Miami-Dade

MIAMI-DADE CIRCUIT COURT

Judge OK’s plan for gay man, lesbian couple to be on girl’s birth certificate

 

srothaus@MiamiHerald.com

A Miami-Dade circuit judge has approved a private adoption allowing three people — a gay man and a married lesbian couple — to be listed on the birth certificate of their 23-month-old daughter.

“We’re creating entirely new concepts of families. If you have two women seeking to be listed as Parent One and Parent Two, that does not exclude listing a man as father,” said Miami family lawyer Karyn J. Begin, who represented dad Massimiliano “Massimo” Gerina in a two-year paternity case involving lesbian friends who had his baby.

Maria Italiano and Cher Filippazzo, who married in Connecticut, asked that their attorney, Kenneth Kaplan, speak on their behalf.

"There are three parties involved. I agree that makes the case unique," Kaplan said Thursday.

"People have to understand, the case is really a second-parent adoption, meaning that there are not three equal parents. There are three involved but there are two people who have sole parental responsibility," Kaplan said. "Under Florida law, they make all the decisions for the child. This is an adoption by two women, with him receiving certain rights."

The women, according to Begin, are longtime partners who unsuccessfully attempted to become pregnant through professional fertility clinics.

Instead of giving up, they decided to try again at home and approached Gerina about fathering a child.

“They asked me,” Gerina said. “I was flattered by it. I thought what a great opportunity for me to have a baby.”

A single Bay Harbor Islands hair stylist, Gerina explained why he desires children: “It’s nature — the same reason a woman wants to be a mother.”

Gerina grew up Cagliari, Italy, where he never thought he could become a father. Eight years ago, though, he moved to South Florida and encountered many gay parents raising children.

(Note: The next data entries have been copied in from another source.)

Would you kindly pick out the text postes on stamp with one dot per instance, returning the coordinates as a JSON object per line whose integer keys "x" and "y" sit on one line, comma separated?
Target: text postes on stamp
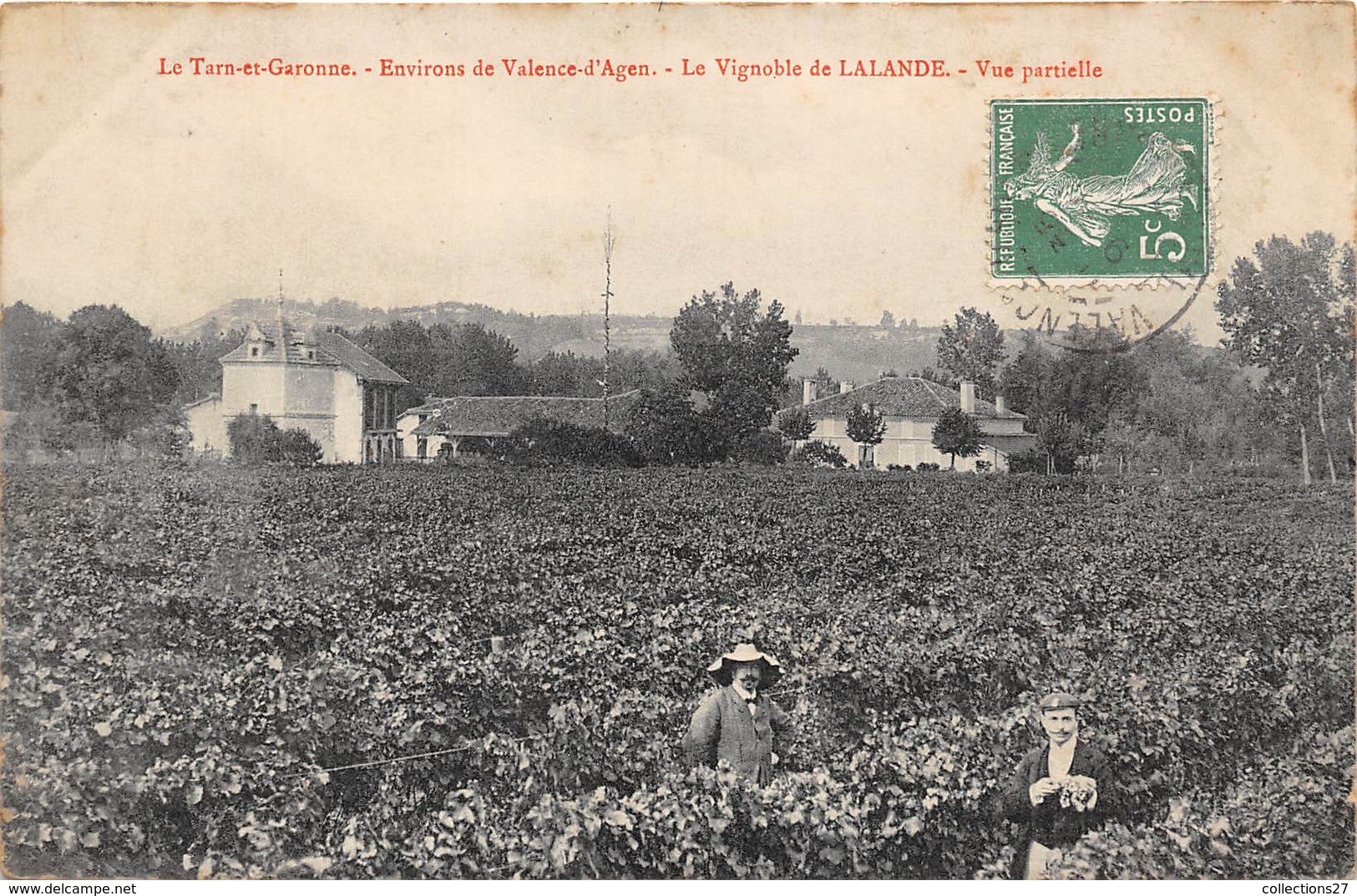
{"x": 1100, "y": 189}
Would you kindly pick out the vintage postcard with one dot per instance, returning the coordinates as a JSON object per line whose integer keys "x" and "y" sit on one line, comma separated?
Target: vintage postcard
{"x": 677, "y": 442}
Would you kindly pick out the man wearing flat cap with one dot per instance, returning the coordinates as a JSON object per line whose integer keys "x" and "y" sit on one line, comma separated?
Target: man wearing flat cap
{"x": 737, "y": 721}
{"x": 1059, "y": 791}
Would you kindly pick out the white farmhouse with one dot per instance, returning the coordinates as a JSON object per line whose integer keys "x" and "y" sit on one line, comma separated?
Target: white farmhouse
{"x": 318, "y": 382}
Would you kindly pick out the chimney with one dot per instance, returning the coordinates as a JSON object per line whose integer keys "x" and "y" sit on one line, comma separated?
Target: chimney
{"x": 808, "y": 392}
{"x": 968, "y": 398}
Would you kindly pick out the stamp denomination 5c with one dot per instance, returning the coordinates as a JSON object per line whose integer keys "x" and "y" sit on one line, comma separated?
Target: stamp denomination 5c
{"x": 1100, "y": 189}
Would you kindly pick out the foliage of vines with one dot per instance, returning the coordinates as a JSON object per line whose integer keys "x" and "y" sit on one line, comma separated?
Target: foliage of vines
{"x": 186, "y": 649}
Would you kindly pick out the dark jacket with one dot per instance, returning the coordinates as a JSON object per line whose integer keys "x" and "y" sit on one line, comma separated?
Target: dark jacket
{"x": 1046, "y": 822}
{"x": 722, "y": 728}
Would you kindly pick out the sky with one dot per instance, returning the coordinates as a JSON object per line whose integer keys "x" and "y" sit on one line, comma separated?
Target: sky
{"x": 839, "y": 197}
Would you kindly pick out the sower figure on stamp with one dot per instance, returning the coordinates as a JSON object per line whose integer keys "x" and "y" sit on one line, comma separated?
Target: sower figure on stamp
{"x": 737, "y": 722}
{"x": 1059, "y": 791}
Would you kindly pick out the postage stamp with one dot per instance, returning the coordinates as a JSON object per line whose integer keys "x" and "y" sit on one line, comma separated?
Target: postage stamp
{"x": 1100, "y": 189}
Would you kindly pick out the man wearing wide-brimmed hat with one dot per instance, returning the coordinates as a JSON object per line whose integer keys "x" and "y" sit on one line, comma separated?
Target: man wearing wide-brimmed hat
{"x": 1059, "y": 791}
{"x": 737, "y": 721}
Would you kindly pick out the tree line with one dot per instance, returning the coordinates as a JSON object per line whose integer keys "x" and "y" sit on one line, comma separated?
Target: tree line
{"x": 1280, "y": 388}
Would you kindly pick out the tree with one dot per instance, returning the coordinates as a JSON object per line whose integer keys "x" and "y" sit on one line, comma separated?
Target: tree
{"x": 666, "y": 429}
{"x": 110, "y": 372}
{"x": 796, "y": 424}
{"x": 957, "y": 433}
{"x": 256, "y": 438}
{"x": 868, "y": 428}
{"x": 972, "y": 348}
{"x": 1291, "y": 312}
{"x": 28, "y": 345}
{"x": 737, "y": 356}
{"x": 1025, "y": 381}
{"x": 818, "y": 453}
{"x": 1063, "y": 440}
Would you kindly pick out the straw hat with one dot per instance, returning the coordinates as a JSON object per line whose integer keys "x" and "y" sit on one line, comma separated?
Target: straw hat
{"x": 1059, "y": 701}
{"x": 721, "y": 670}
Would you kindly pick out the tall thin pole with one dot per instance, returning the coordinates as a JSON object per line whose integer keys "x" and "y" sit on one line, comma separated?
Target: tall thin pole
{"x": 607, "y": 312}
{"x": 282, "y": 356}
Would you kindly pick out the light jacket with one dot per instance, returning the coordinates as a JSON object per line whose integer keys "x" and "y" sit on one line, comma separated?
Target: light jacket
{"x": 722, "y": 728}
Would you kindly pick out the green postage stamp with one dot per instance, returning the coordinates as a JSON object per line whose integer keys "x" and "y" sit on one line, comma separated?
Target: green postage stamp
{"x": 1100, "y": 189}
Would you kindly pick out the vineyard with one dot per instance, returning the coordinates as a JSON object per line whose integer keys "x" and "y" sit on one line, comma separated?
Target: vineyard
{"x": 205, "y": 671}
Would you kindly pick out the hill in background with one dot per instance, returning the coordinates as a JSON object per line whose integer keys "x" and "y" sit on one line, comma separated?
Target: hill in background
{"x": 847, "y": 352}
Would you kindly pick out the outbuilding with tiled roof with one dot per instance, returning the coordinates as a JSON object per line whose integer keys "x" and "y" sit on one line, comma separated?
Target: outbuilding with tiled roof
{"x": 911, "y": 406}
{"x": 447, "y": 421}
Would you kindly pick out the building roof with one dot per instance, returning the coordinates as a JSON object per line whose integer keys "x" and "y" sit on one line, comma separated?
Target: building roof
{"x": 501, "y": 414}
{"x": 900, "y": 397}
{"x": 315, "y": 348}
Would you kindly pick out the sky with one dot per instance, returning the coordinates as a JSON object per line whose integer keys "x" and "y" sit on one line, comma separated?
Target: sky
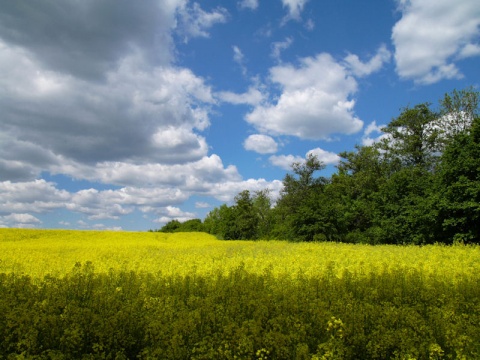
{"x": 125, "y": 115}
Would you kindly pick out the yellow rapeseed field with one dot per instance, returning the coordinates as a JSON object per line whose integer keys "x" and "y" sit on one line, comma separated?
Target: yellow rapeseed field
{"x": 55, "y": 252}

“It’s not unusual here. Where I am from it’s unusual. I grew up with the mentality that it would never happen,” he said. “When I moved here, I saw gay couples, lesbian couples having families.”

On only a verbal agreement, Gerina gave the women his sperm and Italiano conceived. The lesbians planned for Filippazzo to later adopt the baby and they would both raise the child.

Florida law specifies that sperm donors have no legal rights in artificial inseminations. Thus the hitch: Gerina says he considered himself a parent, not simply a donor. The women, he claimed, “wanted a father for the baby, not just the sperm.”

Two weeks after insemination, Italiano learned she was pregnant. About seven months later, the women called Gerina and asked him to sign a contract.

“When they gave me the paper to sign that I had to give up all my rights to the baby, I didn’t,” he said.

Gerina began to ponder the legal consequences of siring a child. He hired Begin and presented the women with papers of his own.

“My papers said I would have parental rights, a visitation schedule,” he said. “They hated it. They said this wasn’t what they wanted. I said, ‘Now that you’re already pregnant, you should have thought about that before.’ ”

Kaplan said the mothers always intended for Emma to know her dad.

"As the child gets older, the child will want to know who her father is," Kaplan said. "They want to be an honest family and they’re not going to keep secrets from the child. He loves the child. That’s a beautiful thing. The more people who can love your child, the better it is."